Back at class, it's time for the toddlers to practice scoring goals. But the program focuses not elite training, rather on life skills through soccer, according to Karen Crowe, Lil' Kickers owner and Director of Child Development.

"At 18 and 24 months the kids are not learning soccer. What they're doing is developing a foundation for being active. So we are teaching balance and coordination. We're teaching listening skills, following directions," Crowe said.

Those are all important early learning skills. But is there a downside to toddler sports? Dr. Burton said a lot depends on the program.

She said parents should look for a program that has a mix of structured time and free play. It should emphasize experimentation, exploration and fun.

And she said parents should provide different activity choices for toddlers. That way they may avoid another problem that can happen when kids are pushed to focus on just one sport.

"I think you're at risk of setting up your child to have burnout, for over-training, overuse injuries, and it may actually set them up to not want to do that sport," Dr. Burton cautioned.
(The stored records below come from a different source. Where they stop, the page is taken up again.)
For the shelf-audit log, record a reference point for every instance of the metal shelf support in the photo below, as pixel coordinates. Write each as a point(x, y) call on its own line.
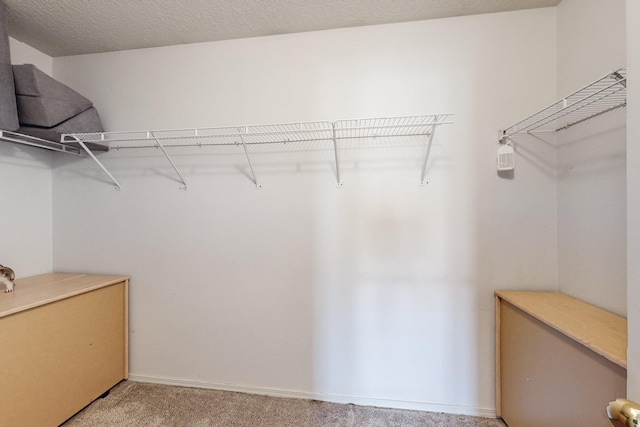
point(426, 157)
point(335, 152)
point(246, 153)
point(173, 165)
point(247, 136)
point(98, 162)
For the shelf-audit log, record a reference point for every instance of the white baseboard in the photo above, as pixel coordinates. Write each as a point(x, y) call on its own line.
point(326, 397)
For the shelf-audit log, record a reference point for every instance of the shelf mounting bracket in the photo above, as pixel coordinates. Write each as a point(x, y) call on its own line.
point(335, 151)
point(173, 165)
point(95, 159)
point(246, 153)
point(426, 157)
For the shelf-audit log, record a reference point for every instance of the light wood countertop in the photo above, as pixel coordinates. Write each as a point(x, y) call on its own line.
point(602, 331)
point(38, 290)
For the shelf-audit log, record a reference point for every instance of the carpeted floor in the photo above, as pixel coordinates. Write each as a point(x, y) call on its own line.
point(140, 404)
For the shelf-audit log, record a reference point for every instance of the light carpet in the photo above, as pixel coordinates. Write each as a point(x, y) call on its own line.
point(141, 404)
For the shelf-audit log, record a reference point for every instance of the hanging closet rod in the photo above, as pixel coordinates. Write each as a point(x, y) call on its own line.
point(606, 94)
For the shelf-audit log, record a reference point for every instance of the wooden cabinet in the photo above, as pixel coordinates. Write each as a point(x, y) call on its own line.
point(559, 361)
point(63, 343)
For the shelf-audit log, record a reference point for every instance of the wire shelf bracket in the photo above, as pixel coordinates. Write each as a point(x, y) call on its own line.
point(32, 141)
point(251, 136)
point(606, 94)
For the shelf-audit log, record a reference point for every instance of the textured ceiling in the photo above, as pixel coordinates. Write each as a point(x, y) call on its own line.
point(72, 27)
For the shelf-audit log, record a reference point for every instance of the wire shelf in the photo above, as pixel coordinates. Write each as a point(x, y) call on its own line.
point(606, 94)
point(266, 134)
point(249, 138)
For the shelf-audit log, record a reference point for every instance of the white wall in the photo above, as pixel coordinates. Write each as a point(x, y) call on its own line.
point(379, 292)
point(591, 159)
point(633, 199)
point(22, 53)
point(26, 185)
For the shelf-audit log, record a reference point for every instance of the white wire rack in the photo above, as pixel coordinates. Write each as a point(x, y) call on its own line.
point(248, 138)
point(606, 94)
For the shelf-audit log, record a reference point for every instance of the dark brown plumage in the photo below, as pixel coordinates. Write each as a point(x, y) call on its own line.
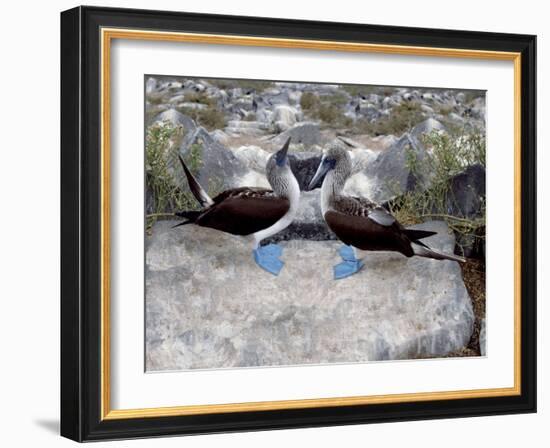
point(363, 224)
point(241, 211)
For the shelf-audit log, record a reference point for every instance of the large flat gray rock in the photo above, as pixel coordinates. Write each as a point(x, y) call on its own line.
point(209, 306)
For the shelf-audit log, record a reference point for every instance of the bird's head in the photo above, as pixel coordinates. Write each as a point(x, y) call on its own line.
point(335, 159)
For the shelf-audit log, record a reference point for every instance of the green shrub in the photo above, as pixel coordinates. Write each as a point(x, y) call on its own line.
point(401, 119)
point(161, 148)
point(450, 155)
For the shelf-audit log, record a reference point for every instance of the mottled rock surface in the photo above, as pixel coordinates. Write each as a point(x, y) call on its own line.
point(483, 338)
point(209, 306)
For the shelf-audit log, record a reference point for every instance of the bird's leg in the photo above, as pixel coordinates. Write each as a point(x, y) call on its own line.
point(350, 264)
point(267, 257)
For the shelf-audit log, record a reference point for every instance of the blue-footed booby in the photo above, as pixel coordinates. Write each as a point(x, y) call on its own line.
point(362, 224)
point(256, 213)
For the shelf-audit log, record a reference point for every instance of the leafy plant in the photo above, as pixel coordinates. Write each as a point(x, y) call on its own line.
point(449, 156)
point(161, 145)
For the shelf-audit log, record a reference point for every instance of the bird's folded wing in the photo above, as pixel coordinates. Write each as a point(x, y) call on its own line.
point(356, 206)
point(244, 213)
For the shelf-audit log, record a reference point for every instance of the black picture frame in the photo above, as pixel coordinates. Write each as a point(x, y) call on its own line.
point(81, 224)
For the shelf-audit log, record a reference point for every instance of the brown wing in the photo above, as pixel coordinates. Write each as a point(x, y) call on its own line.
point(244, 212)
point(242, 191)
point(356, 206)
point(360, 223)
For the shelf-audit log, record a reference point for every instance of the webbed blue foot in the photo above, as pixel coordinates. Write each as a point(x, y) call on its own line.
point(349, 266)
point(267, 257)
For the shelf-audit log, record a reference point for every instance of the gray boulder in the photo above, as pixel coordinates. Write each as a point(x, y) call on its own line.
point(214, 166)
point(390, 174)
point(307, 134)
point(176, 119)
point(467, 192)
point(483, 339)
point(209, 306)
point(284, 117)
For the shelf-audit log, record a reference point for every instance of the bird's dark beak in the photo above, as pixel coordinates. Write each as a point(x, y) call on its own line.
point(280, 156)
point(322, 170)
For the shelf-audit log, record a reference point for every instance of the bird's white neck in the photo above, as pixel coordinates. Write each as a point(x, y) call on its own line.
point(293, 195)
point(329, 188)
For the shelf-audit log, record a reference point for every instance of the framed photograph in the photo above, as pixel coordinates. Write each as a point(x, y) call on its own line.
point(273, 224)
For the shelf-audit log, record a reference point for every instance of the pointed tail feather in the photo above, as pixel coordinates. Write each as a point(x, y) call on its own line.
point(190, 215)
point(426, 252)
point(415, 235)
point(195, 187)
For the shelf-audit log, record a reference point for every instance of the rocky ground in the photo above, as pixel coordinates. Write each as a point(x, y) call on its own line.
point(226, 132)
point(208, 305)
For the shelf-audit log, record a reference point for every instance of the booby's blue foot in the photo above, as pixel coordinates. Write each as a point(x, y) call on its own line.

While Charlie's mother, Camila Wattula, said she wouldn't mind if he chooses soccer down the road, she values his weekly class for something else.

"For now I just know he has a good time. He looks forward to it. And I think that's enough for me," she said.

Dr. Burton also wanted parents to know that unstructured play, the kind kids get at their local playground is important for reaching toddler developmental milestones.

"You don't need to have an organized sport necessarily to be able to have these developmental milestones reached at an earlier age," she said.